Les guerres et la mémoire

Commémorer la guerre. Une habitude que la France, depuis Sedan, n'a cessé d'entretenir pour célébrer ses glorieuses défaites ou ses retentissantes victoires. Il est peu de pays qui honore avec tant de soin, de persévérance et de moyens la mémoire des événements et des hommes, semant ici et là les monuments du souvenir.

Inventées après la déroute de 1870, ces fêtes nationales, parfois appelées " journées de guerre ", se structurent tout au long de la IIIe République. Après la Grande Guerre, qui en fixe les rituels, ces célébrations deviennent le réceptacle de toutes les passions nationales. Même Vichy n'osera pas remettre en cause cet instrument d'assignation identitaire et de communion mémorielle dédié à l'écriture du roman national.
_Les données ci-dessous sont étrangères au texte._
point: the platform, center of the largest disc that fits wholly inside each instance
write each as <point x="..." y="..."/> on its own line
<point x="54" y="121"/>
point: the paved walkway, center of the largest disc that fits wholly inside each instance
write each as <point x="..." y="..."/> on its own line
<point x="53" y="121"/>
La victoire des Alliés, puis les guerres coloniales, ne feront qu'enrichir et compliquer ces questions d'identité.

Menée à l'échelle du pays, mariant archives nationales et locales, l'étude de Rémi Dalisson raconte plus d'un siècle de " guerre des mémoires ", mémoires toujours incandescentes, comme en témoigne la célébration polémique de la fin de la guerre d'Algérie. Il montre que les fêtes de guerre, à la différence d'autres commémorations nationales et en dépit de la disparition des acteurs, restent l'un des espaces centraux du débat politique national, l'un des lieux de mémoire primordiaux de la République.